Measurement times are in the region of 5 – 10 minutes for a basic assessment of flowability, but the range of testing available means that longer, more in-depth investigations of the effect of variables - such as flow (or strain) rate, air and moisture content, storage time and electrostatic charge - are routinely implemented.
Testers that offer dynamic powder characterisation also enable shear and bulk property measurement and can be productively used to build a database of powder properties to support the optimal processing of specific powders in a wide range of different unit operations.
Areas of application
Dynamic powder testers provide detailed and valuable information from early product and process development through to QC, but most rapidly deliver an attractive return on investment when other techniques fail to rationalise poor process or product performance.
The ability to measure as many as 25 – 30 different powder properties makes dynamic powder testers unrivalled in terms of troubleshooting capability, while exceptional sensitivity allows advantage for the robust differentiation of raw materials and products.
The ability to directly characterise the response of a powder to air, up to and beyond the point of fluidisation, is a unique benefit that offers enhanced support for the optimisation of, for example, fluidised bed and pneumatic conveying processes.

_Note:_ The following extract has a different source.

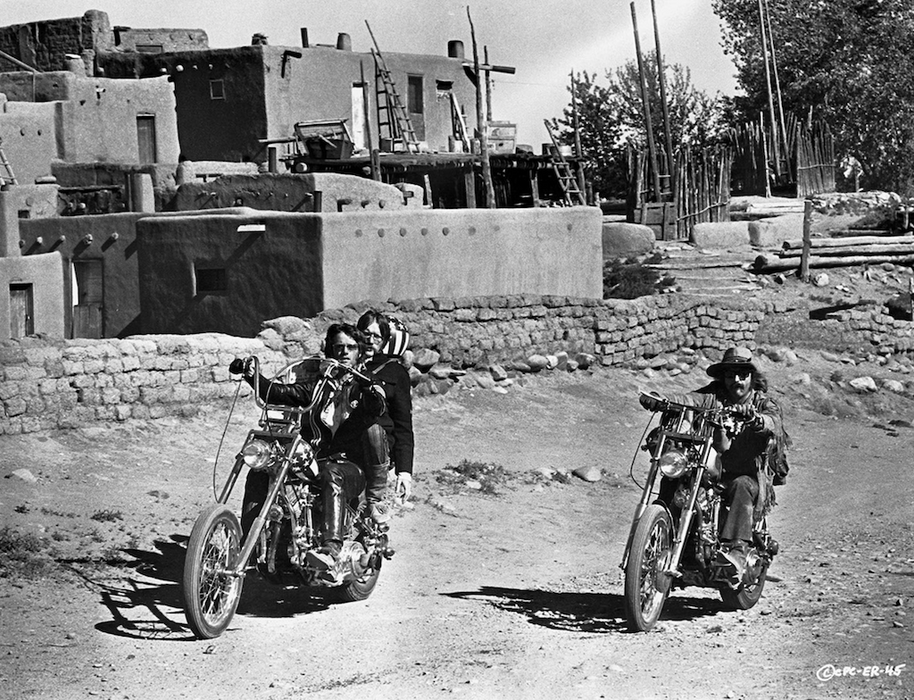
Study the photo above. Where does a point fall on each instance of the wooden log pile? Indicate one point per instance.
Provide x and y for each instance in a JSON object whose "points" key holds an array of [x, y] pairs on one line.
{"points": [[839, 252]]}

Figure 3: Dynamic powder testing measures the powder in motion and can be applied to samples in a wide range of different states to simulate numerous process environments.
Making a choice
No one powder tester offers the best cost benefit ratio for every application. The introduction of a new powder tester, the Uniaxial Powder Tester from Freeman Technology, brings greater choice in powder tester selection, and crucially, reduces the price point at which robust and repeatable powder testing is accessible.
However, over the long term, alternative testers can ultimately yield a greater return, providing that the information they produce is relevant to the process need, and therefore of practical and commercial value. Rigorously reviewing what a tester can deliver, against what is required, is the key to an optimal choice.